Error handling during asynchronous replication

Possible errors during asynchronous replication can be grouped into the following classes:

  • Temporary failures, such as transport errors, system overload, etc. Requests will be resent until they are processed successfully.
  • Critical errors, such as access violation errors, schema errors, etc. Replication will be aborted, and the description of the asynchronous replication instance will include the text of the error.

Warning

Currently, asynchronous replication that is aborted due to a critical error cannot be resumed. In this case, you must drop and create a new asynchronous replication instance.

For more information about error classes and how to address them, refer to Error handling.

Consistency levels of replicated data

Row-Level data consistency

The Change Data Capture used for asynchronous replication guarantees that changes to the same primary key are delivered in the exact order in which they occurred at the source. This ensures row-level data consistency.

Data written to replica objects in this mode becomes available for reading immediately.

Global data consistency

When transactions are performed at the source, several rows in a table or even rows in different table partitions may be atomically modified. Global data consistency at the target implies preserving atomicity: changes "appear" (become available for reading) in a consistent manner.

To ensure global data consistency, changefeeds must be created with barriers enabled. Data is buffered directly in the partitions of replica objects between barriers. When the next set of barriers from all topics is received, the changes are committed and become available for reading. As a result, the data at the target is consistent as of the timestamp specified in the barrier. If we assume that barriers are created every 10 seconds at the source (the default value), then under normal conditions the target also commits and publishes the set of changes from the source every 10 seconds.

Change commit interval

By default changes are committed no more than once every 10 seconds.

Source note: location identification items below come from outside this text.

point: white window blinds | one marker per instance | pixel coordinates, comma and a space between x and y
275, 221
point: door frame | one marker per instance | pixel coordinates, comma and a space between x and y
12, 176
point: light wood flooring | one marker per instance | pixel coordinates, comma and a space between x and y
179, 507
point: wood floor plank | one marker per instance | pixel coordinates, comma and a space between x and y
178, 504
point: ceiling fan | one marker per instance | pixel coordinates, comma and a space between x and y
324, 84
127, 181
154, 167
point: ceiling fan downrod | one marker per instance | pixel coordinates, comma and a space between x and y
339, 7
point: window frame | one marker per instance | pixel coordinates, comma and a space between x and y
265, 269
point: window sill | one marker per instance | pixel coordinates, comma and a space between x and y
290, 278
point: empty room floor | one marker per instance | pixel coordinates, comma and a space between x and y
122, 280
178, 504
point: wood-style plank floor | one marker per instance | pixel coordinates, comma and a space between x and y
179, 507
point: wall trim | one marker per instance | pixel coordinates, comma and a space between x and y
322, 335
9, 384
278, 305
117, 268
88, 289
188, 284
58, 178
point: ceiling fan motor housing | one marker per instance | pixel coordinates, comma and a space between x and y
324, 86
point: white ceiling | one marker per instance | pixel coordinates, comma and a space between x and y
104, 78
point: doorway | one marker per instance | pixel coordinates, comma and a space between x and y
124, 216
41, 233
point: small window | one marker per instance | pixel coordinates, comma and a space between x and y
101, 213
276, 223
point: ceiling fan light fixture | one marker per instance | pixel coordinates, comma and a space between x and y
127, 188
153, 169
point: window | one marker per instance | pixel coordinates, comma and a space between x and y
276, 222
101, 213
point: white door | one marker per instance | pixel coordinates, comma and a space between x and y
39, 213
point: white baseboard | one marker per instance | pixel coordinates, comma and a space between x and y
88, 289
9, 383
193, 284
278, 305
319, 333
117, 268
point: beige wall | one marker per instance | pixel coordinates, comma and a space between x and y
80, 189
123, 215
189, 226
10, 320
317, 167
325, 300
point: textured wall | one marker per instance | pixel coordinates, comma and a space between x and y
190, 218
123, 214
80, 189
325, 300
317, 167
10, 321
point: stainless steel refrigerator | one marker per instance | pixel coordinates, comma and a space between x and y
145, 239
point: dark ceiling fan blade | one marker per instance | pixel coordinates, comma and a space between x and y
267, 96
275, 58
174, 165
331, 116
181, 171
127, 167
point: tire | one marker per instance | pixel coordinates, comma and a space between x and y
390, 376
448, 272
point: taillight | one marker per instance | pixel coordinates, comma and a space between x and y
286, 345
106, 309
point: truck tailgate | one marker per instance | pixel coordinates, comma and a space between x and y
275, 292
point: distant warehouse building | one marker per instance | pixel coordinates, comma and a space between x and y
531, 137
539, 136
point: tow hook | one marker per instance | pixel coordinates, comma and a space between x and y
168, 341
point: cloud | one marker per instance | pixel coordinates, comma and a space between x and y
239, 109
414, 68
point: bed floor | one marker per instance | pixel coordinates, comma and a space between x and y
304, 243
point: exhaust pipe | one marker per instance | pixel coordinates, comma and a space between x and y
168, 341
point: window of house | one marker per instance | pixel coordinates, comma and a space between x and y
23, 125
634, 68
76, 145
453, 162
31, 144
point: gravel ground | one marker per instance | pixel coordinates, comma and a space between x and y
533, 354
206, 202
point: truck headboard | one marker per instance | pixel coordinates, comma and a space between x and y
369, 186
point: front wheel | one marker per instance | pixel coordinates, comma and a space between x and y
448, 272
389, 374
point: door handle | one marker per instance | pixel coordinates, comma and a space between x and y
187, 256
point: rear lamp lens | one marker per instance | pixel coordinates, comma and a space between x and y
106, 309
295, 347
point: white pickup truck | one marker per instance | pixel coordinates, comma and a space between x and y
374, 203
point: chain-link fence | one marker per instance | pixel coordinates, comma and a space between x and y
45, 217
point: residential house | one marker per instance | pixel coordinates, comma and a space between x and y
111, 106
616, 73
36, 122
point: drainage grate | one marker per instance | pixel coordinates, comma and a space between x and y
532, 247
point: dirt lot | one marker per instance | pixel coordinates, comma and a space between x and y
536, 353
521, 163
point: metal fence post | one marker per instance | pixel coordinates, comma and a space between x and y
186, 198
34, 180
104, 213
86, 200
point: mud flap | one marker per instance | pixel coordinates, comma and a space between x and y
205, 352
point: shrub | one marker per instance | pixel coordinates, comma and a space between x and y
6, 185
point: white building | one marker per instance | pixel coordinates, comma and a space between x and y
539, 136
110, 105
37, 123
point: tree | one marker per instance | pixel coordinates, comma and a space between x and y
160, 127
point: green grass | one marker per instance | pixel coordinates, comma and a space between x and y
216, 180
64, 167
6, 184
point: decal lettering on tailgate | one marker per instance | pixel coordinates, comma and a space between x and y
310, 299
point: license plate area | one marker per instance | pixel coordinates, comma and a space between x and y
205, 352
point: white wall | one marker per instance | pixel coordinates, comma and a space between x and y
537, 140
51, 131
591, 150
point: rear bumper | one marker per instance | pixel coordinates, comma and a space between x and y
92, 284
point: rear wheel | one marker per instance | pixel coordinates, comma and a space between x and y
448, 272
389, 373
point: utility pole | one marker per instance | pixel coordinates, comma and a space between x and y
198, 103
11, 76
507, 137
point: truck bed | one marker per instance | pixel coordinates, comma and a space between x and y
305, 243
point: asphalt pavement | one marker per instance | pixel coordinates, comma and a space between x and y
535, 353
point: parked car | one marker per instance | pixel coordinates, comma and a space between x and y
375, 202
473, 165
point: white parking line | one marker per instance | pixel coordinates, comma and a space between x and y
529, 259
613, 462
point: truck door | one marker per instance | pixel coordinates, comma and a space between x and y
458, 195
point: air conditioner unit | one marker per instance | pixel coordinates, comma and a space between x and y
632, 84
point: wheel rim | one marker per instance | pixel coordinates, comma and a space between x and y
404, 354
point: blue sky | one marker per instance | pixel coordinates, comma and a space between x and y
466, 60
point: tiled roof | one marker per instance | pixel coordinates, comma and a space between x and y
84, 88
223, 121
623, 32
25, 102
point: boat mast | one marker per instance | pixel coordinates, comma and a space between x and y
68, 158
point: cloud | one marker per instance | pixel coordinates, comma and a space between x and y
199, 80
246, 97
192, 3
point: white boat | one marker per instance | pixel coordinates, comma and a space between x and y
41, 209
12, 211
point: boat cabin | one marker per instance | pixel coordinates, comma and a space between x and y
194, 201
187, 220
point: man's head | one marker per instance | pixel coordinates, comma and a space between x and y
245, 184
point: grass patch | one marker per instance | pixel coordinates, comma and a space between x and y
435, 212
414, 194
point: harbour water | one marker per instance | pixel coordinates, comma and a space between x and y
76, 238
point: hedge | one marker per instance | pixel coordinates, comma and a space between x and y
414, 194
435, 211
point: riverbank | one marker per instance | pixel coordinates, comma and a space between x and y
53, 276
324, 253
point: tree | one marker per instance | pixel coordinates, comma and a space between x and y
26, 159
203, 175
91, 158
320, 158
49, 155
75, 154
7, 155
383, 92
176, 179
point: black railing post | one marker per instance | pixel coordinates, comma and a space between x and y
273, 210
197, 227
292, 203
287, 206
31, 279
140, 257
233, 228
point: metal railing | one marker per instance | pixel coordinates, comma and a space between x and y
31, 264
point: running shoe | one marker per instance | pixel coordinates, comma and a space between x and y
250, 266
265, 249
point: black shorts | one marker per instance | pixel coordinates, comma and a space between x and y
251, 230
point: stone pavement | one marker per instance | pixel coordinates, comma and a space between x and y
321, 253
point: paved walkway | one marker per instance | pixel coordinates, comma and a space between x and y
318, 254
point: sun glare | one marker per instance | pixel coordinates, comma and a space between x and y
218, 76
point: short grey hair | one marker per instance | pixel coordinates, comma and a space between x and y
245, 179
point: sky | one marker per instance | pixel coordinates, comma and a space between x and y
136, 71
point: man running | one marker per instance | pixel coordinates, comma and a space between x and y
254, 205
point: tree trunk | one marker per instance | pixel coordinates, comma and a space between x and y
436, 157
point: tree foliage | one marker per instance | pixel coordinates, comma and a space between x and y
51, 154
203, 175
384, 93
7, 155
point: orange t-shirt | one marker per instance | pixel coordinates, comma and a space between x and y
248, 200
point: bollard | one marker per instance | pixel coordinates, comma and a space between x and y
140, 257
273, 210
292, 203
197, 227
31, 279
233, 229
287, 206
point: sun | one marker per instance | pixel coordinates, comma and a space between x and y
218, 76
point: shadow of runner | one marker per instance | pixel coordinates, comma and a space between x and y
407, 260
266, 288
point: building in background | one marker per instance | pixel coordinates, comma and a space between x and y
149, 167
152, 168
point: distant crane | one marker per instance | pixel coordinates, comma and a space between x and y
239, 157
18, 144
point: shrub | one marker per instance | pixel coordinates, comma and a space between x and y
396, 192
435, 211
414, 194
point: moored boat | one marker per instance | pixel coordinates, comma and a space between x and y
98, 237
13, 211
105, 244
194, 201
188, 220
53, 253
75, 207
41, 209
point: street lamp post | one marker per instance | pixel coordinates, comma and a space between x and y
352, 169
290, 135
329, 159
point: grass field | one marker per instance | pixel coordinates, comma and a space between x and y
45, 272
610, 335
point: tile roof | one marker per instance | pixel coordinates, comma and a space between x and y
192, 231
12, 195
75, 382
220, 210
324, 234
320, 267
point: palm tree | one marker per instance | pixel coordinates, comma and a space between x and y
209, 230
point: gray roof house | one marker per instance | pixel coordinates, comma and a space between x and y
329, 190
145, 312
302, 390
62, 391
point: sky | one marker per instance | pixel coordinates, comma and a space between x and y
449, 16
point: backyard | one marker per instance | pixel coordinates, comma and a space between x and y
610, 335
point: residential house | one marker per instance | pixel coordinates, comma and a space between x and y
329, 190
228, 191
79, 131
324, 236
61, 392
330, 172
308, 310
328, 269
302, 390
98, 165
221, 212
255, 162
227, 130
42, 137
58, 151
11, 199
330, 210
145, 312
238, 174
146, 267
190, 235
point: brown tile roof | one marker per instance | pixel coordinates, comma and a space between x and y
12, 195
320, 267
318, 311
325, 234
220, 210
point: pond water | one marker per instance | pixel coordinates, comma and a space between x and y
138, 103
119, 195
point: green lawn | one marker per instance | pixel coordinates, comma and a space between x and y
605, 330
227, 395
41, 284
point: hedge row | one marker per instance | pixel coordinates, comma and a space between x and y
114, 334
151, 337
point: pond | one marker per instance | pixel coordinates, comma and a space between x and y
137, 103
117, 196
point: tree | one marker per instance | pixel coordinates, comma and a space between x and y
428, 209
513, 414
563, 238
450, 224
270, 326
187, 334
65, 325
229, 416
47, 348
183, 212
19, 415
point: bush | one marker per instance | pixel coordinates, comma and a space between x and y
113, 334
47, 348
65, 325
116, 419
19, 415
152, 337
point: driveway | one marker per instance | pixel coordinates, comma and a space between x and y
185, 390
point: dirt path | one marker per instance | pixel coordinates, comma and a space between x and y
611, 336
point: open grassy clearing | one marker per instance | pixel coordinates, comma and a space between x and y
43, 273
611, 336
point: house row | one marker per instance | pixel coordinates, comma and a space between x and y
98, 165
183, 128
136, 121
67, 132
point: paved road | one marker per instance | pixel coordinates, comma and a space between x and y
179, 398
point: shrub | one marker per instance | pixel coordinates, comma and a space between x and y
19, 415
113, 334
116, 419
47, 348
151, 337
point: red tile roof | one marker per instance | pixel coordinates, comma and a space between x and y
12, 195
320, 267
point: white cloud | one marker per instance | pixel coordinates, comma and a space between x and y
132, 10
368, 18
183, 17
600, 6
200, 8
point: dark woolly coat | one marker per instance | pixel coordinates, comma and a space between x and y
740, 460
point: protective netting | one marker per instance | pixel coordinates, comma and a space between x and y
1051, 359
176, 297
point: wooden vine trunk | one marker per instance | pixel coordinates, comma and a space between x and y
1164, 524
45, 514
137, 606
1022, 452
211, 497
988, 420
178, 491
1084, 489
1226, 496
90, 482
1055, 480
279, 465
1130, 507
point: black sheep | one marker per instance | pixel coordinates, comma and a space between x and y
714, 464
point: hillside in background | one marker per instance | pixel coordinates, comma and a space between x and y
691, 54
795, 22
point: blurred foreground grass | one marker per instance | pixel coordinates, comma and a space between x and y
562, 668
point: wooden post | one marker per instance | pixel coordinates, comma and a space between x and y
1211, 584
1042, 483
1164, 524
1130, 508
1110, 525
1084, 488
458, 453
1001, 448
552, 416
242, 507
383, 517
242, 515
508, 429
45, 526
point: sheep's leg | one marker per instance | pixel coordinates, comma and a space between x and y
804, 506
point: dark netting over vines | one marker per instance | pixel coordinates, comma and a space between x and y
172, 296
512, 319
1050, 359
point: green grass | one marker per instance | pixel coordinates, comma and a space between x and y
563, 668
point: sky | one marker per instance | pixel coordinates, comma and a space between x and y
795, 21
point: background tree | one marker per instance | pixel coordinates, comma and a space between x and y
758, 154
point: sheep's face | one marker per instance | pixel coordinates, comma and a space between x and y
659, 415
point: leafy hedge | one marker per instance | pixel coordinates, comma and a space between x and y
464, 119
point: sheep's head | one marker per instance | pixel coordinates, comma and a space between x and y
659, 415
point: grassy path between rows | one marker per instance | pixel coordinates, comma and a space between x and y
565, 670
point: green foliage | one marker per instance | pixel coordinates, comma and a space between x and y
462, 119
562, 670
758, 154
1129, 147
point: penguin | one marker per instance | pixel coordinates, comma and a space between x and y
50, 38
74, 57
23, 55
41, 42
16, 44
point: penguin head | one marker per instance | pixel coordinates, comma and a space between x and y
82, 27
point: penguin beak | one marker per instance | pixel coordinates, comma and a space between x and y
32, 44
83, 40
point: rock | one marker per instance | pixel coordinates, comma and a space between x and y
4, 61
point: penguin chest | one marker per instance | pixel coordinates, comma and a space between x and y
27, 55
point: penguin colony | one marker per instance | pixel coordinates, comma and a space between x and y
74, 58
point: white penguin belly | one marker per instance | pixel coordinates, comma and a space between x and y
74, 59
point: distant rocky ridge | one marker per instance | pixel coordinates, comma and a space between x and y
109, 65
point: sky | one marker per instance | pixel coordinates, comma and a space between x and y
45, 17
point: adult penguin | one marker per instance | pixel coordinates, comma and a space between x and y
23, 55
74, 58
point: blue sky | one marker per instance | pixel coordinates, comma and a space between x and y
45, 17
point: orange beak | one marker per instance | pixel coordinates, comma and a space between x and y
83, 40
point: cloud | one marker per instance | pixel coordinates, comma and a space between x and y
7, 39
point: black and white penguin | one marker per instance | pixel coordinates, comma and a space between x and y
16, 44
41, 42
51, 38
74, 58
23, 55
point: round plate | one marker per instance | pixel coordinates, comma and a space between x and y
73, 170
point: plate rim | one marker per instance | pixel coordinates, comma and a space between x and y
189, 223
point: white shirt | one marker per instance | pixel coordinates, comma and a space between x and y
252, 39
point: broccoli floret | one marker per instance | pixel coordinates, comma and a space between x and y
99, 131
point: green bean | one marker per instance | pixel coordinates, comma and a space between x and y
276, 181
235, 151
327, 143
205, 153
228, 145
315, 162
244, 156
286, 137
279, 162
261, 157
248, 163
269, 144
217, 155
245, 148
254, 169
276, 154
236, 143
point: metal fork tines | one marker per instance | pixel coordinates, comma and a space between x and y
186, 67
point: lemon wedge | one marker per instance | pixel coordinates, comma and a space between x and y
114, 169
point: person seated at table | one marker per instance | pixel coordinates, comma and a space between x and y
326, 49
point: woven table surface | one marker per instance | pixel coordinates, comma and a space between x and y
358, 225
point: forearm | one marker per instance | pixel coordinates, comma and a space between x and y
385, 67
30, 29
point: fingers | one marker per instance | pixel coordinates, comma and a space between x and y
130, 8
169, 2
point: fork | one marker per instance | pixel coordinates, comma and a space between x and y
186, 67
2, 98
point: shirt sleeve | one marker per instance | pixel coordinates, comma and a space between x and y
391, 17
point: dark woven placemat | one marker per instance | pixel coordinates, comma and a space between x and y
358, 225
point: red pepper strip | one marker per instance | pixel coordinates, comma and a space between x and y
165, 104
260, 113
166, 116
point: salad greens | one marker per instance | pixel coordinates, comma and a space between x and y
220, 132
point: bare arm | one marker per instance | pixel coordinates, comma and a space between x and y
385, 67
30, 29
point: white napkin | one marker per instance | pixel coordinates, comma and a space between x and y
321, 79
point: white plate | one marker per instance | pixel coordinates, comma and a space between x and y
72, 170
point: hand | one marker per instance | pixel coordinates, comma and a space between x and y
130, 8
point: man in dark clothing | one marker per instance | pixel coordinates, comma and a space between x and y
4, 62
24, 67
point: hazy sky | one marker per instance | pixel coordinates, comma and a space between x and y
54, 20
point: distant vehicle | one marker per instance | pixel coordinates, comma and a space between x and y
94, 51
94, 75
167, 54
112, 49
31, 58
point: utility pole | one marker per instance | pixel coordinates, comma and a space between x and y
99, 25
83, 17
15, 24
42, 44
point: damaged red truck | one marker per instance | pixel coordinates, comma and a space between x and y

You can override the change commit interval by specifying the COMMIT_INTERVAL option when creating an asynchronous replication instance.

Note

The change commit interval directly affects the barrier emission interval in the changefeed — the parameter values are synchronized. Thus, changes are usually committed at the same frequency as barriers appear in the changefeeds. However, in some cases, for example, if there is an uneven load across tables, barriers in changefeeds may appear at significantly different times, which can increase the change commit interval. You can find information about the lag in the description of the asynchronous replication instance.

Asynchronous replication completion

Completion of asynchronous replication might be an end goal of data migration from one database to another. In this case the client stops writing data to the source, waits for the zero replication lag, and completes replication. After the replication process is completed, replicas become available both for reading and writing. Then you can switch the load from the source database to the target database and complete data migration.

Note

You cannot resume completed asynchronous replication.

Warning

YDB currently supports only forced completion of asynchronous replication, when no additional checks are performed for data consistency, replication lag, etc.

To complete asynchronous replication, use the ALTER ASYNC REPLICATION YQL expression.

Dropping an asynchronous replication instance

When you drop an asynchronous replication instance:

  • Changefeeds are deleted in the source tables.
  • The source tables are unlocked, and you can add and delete columns again.
  • Optionally, all replicas are deleted.
  • Asynchronous replication instance is deleted.

To drop an asynchronous replication instance, use the DROP ASYNC REPLICATION YQL expression.